Intricate Weaving of Theology

Depending on the “tradition” of theological education in which we have been reared, we tend to be introduced to “biblical theology” from different sources. Indeed the phrase itself means different things to different people. The majority of theological teachers and students did not suck in biblical theology with their mother’s milk (to rework some words of Calvin), and have accessed it through relatively recent literature; in addition they are often little versed in the theological literature of the sixteenth and seventeenth centuries. It is easy therefore to fall into the error of assuming that biblical theological, redemptive historical, and exegetical perspectives have been known and employed only relatively recently. We therefore need to be on our guard against the overworked canard that the authors of the Confession of Faith used a “proof text” method in doing their theology.

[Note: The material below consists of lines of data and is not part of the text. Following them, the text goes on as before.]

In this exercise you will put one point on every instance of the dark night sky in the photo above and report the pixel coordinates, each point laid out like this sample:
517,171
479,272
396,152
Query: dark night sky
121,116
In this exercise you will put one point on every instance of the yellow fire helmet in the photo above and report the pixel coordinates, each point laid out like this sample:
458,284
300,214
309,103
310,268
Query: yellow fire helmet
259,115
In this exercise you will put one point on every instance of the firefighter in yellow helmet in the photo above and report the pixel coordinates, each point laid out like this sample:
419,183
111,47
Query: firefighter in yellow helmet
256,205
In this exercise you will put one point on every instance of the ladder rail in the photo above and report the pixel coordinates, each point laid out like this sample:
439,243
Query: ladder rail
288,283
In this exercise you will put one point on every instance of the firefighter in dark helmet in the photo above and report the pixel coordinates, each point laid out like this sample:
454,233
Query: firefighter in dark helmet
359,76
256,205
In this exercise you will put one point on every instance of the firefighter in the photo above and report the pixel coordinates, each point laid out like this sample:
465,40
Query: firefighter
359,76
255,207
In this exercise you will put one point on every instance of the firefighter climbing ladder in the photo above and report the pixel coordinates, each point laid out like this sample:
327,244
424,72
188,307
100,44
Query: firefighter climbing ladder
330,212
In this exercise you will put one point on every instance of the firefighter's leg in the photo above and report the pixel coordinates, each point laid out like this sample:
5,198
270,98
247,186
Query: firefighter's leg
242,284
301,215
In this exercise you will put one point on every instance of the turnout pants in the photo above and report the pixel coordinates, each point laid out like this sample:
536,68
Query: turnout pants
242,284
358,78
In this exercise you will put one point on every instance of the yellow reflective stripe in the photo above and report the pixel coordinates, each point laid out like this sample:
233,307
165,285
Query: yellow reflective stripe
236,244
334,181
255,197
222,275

This is an example of “the heresy of modernity” in at least two ways. First, the Westminster Divines were deeply opposed to producing a confession with proof texts and did so only under duress at the command of the English Parliament. But, in addition, biblical theology itself is much older than its history as an academic discipline. As C. S. Lewis well notes, we moderns can all too easily be like people entering a conversation at eleven o’clock not realizing that it began at eight o’clock.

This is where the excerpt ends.